Jesse Kornbluth (Headbutler) is a great source of discovery of things (books, music, stuff) that are not popular but should be. He writes this about Bombino, an African guitarist:

What are you getting? “Nomad,” 40 minutes of music by an African guitarist who’s called Bombino. It’s protein-rich: great for parties (you will come to be bored by friends asking “What is that?”), a lifesaver on rainy mornings when you don’t want to get out of bed, a good candidate for serious listening, a caffeine hit for long sessions of work when your friends are getting buzzed on Adderall, and, so far from least, an essential ingredient for ecstatic couplings at midnight.

Hearing is believing. Crank the volume. See if this doesn’t haul you out of your chair.

Here’s my instant playlist compilation. I promise you’ll be hooked. Go on, turn up the volume!

14 ways to acquire knowledge [Book]

Maria Popova shines light on a book by James Mangan, called “You can do anything’. 14 ways to acquire knowledge is a section of the book that shares exactly how to do that. A couple of excerpts:

Desire is the foundation of all learning and you can only climb up the ladder of knowledge by desiring to learn.

To learn, experiment! Try something new. See what happens. 

A Qualitative Study of Regrets on Facebook [Article]

Ever post something to facebook (what, you have a facebook account??) & immediately (or a bit later) regretted it? A Qualitative Study of Regrets on Facebook – This must be the most entertaining research paper ever written! (pdf download).

..little is known about the problematic aspects of Facebook usage. Our research fills that gap by showing that regrettable postings are not unusual. We devised a detailed taxonomy of regrets and discovered that they are mainly centered around sensitive topics, emotional content, and unintended audience. Furthermore, our results agree with many news stories that report that regrettable postings on Facebook can yield serious ramifications for users.

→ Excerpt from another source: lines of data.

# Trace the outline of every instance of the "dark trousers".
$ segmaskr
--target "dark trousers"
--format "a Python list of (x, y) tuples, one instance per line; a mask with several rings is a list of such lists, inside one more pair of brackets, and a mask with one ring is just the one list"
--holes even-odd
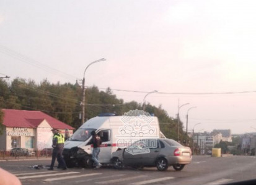
[(59, 163), (58, 166), (61, 168), (67, 167), (65, 161), (64, 160), (64, 158), (62, 157), (63, 150), (63, 148), (53, 149), (53, 154), (51, 155), (51, 166), (50, 166), (51, 168), (53, 168), (56, 158), (57, 158), (57, 161)]

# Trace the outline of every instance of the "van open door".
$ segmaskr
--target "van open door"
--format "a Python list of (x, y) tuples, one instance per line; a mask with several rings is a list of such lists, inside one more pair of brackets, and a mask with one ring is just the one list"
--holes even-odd
[(102, 143), (100, 146), (100, 152), (99, 154), (100, 163), (108, 163), (112, 158), (112, 141), (111, 139), (111, 130), (102, 130), (97, 134), (100, 136)]

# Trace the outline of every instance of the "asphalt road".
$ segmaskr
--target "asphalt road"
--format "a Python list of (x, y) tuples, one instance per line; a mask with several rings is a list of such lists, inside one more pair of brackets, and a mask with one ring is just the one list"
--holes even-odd
[[(256, 157), (194, 156), (191, 164), (181, 171), (170, 166), (166, 171), (156, 168), (116, 170), (69, 168), (47, 170), (50, 158), (43, 160), (0, 162), (0, 166), (15, 175), (25, 184), (222, 184), (256, 179)], [(35, 170), (32, 165), (43, 165)]]

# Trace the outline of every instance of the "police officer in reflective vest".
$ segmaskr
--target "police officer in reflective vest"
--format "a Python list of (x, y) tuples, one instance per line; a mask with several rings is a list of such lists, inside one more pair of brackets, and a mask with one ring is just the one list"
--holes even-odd
[(56, 158), (59, 163), (59, 166), (60, 166), (63, 170), (67, 170), (67, 166), (62, 156), (62, 152), (63, 150), (64, 141), (64, 136), (60, 133), (60, 130), (53, 129), (51, 130), (51, 131), (53, 133), (52, 146), (53, 150), (51, 156), (51, 163), (48, 170), (53, 170), (54, 163), (55, 163)]

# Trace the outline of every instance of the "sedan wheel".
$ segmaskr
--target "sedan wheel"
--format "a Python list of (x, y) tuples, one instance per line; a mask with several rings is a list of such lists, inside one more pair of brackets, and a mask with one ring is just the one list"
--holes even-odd
[(113, 160), (113, 166), (117, 169), (122, 169), (123, 168), (123, 163), (118, 158), (116, 158)]
[(185, 166), (185, 165), (174, 165), (172, 167), (176, 171), (181, 171)]
[(168, 168), (168, 162), (164, 158), (161, 158), (156, 160), (156, 167), (159, 171), (165, 171)]

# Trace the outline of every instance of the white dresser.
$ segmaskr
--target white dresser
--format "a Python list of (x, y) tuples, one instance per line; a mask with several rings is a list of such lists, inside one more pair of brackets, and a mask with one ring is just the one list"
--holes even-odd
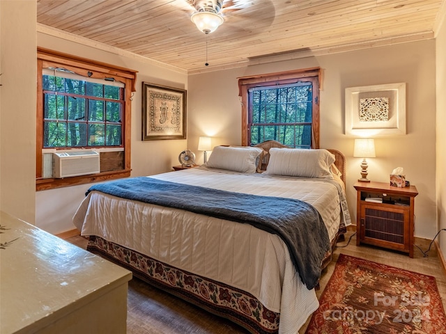
[(0, 333), (125, 333), (132, 273), (1, 212)]

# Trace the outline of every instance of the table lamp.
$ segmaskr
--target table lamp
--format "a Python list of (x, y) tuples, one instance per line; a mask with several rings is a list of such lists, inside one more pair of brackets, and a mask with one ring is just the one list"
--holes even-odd
[(355, 158), (363, 158), (361, 163), (361, 178), (357, 180), (360, 182), (369, 182), (367, 179), (367, 161), (365, 158), (374, 158), (375, 155), (375, 141), (371, 138), (355, 139), (355, 150), (353, 157)]
[(201, 136), (198, 140), (198, 150), (204, 151), (204, 163), (206, 163), (206, 151), (212, 151), (210, 137)]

How fast can you type? [Article]

Well, you may need to learn a new keyboard, if you want to type faster, especially on the now nearly ubiquitous touch-screens! (and come to think of it, you probably need to, whatever your current speeds are!) GigaOm highlights a new keyboard layout called KALQ that promises to take over from the legacy of the typewriting keyboard, which was designed to ensure that the typewriter was as efficient as possible.

 KALQ was designed so the most commonly used letters are clustered, which means the travel distances are short and both hands work roughly equally and alternately. Most of the vowels are positioned near the space bar and are handled by the right thumb, while the left thumb takes care of most of the consonants and most of the first letters of words.